José Luis Devesa optó por dar continuidad al dibujo táctico con dos delanteros (Luis y el juvenil Dani Iglesias). La idea de dominar a través de mantener la posesión de balón fue posible, pero más cerca de la portería de Marc que la de Adrián. El Compostela, también con dos puntas (Joselu y Marcos Suárez), intentó evitar las facilidades en la salida de balón del Fabril. Con sus líneas tan avanzadas resultaba inevitable dejar espacios a la espalda.

El carril derecho del ataque del Fabril se convirtió en una autovía sin límite de velocidad. Teles lo detectó y Lemos corrió. En el minuto 9 sirvió el primer balón franco a Luis. Desde el borde del área pequeña, el ariete blanquiazul envió el cuero por encima del larguero. El propio Lemos, tras córner botado por Teles, remató de forma estrambótica a la madera (minuto 29).
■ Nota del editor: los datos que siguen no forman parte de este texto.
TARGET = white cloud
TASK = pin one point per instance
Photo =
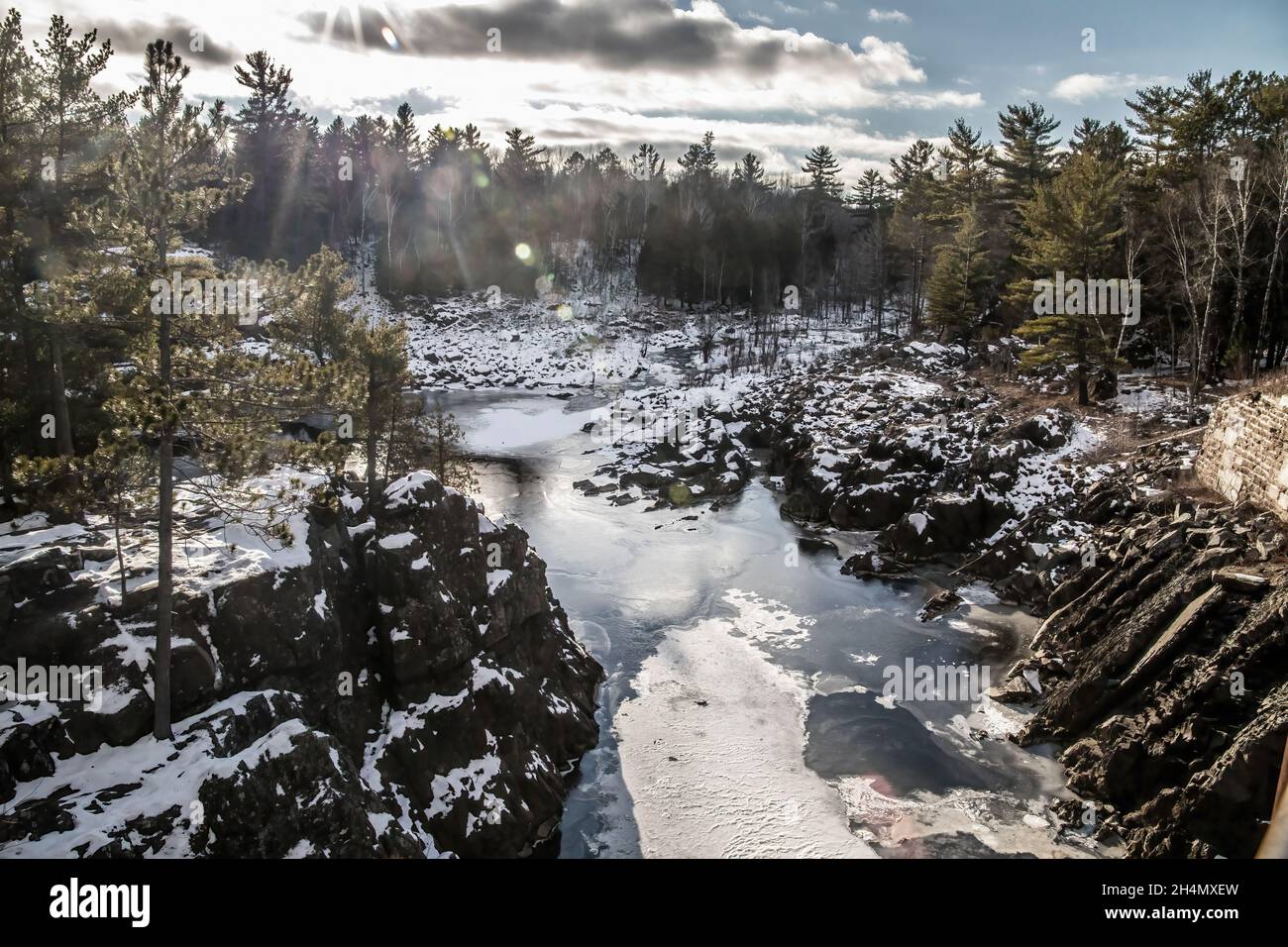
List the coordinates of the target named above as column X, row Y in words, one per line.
column 1091, row 85
column 750, row 93
column 888, row 16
El premio a la constancia y el castigo a la debilidad surgió en el 38. Un nuevo pase de Teles al espacio fue aprovechado por Lemos, que condujo la bola de forma vertiginosa desafiando a Adrián. Dentro del área dejó de acelerar para acomodar el cuerpo y, en lugar de pasar, anotar el primero de la tarde con un sutil golpeo de interior. 1-0.
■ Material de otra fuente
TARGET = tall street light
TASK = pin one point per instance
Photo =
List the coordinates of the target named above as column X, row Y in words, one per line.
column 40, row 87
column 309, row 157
El Compostela no reaccionó ni se le esperó. El pichichi de Tercera, Joselu, no tuvo ni un solo balón en condiciones dentro del área. Una tímida pero desafiante volea desde la frontal, la única opción en el primer tiempo.

El paso por vestuarios durante el descanso no provocó ninguna novedad en los planteamientos de ambos equipos. Más de lo mismo. Y, por tanto, en el minuto 57, apertura de Teles a Lemos. Acción individual brillante de este ante dos adversarios. El balón acabó en los pies del juvenil Dani Iglesias. Lejos de ponerse nervioso en el área pequeña, provocó el suspense en la grada y, hasta que dejó tumbado a Adrián no picó el balón para establecer el 2-0. Fácil.

Con todo resuelto, con el Fabril con dos interiores (Vela y Víctor) en las posiciones de laterales, y el Compostela intimidando, Víctor cerró el encuentro de penalti. Mano dentro del área de Tachi tras centro de... ¡Lemos!